Strength(s) usually available
U.S.—
15 mg (single-dose vial) (Rx) [Visudyne (lactose) (egg phosphatidylglycerol ) (dimyristoyl phosphatidylcholine) (ascorbyl palmitate) (butylated hydroxytoluene )]{01}
Canada—
15 mg (single-dose vial) (Rx) [Visudyne (lactose) (egg phosphatidylglycerol ) (dimyristoyl phosphatidylcholine) (ascorbyl palmitate) (butylated hydroxytoluene )]{08}
Packaging and storage:
Store between 20 and 25 °C (68 and 77 °F).{01}{08}
Preparation of dosage form:
Verteporfin is reconstituted for intravenous administration by adding 7 mL of Sterile Water for Injection to the vial, which makes 7.5 mL containing 2 mg/mL of verteporfin.{01} The desired volume of reconstituted verteporfin is withdrawn from the vial and diluted with 5% Dextrose for Injection to a total volume of 30 mL for administration by intravenous infusion.{01}
Stability:
Once reconstituted, verteporfin must be protected from light and used within four hours.{01}
Note: Verteporfin is an opaque, dark green solution.{01} The diluted dose volume should be administered using an appropriate syringe pump and in-line filter.{01}
Developed: 07/07/2000
Revised: 12/17/2001
References
- Product Information: Visudyne™, verteporfin for injection. QLT PhotoTherapeutics, Seattle, WA, (PI developed 4/2000) reviewed 5/2000.

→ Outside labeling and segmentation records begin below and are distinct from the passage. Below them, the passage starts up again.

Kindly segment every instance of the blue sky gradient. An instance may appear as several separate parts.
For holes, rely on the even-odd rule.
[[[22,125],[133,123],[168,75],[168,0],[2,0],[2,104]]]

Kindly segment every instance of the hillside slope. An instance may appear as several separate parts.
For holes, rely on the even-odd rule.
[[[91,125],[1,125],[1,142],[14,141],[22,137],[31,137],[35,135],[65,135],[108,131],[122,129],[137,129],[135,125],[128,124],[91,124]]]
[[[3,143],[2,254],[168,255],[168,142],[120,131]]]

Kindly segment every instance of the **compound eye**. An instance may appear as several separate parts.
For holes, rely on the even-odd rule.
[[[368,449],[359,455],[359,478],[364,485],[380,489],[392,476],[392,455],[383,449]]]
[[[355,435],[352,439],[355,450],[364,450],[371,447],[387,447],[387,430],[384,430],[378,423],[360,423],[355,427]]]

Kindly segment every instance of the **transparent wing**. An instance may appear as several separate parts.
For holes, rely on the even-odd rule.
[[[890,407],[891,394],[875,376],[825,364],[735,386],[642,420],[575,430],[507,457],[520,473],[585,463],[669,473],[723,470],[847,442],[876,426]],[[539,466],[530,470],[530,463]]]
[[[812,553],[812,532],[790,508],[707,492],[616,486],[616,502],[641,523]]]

- Lui H & Anderson RR: Photodynamic therapy in dermatology: recent developments. Dermatol Clin 1993; 11(1):1–13.
- Miller JW, Schmidt-Erfurth U, Sickenberg M et al: Photodynamic therapy with verteporfin for choroidal neovascularization caused by age-related macular degeneration. Arch Ophthalmol 1999; 117:1161–1173.
- Mulroney CM, Glück S, & Ho AD: The use of photodynamic therapy in bone marrow purging. Semin Oncol 1994; 21(6 suppl 15):24–27.
- Levy JG: Photosensitizers in photodynamic therapy. Semin Oncol 1994; 21(6 suppl 15):4–10.
- Telephone communication with manufacturer, Ciba Vision, 6/20/2000.
- Manufacturer comments and telephone communication, Ciba Vision, 8/3/2000.
- Product Information: Visudyne™, verteporfin for injection. QLT Inc., Vancouver, B.C. (PI developed 5/30/2000) reviewed 8/2000.
- Product Information: Visudyne™, verteporfin for injection. Novartis Ophthalmics (Canada) Inc. (PI developed 07/2001) reviewed 12/2001.
- Product Information: Visudyne™, verteporfin for injection. QLT PhotoTherapeutics, Seattle, WA, (PI developed 08/2001) reviewed 12/2001.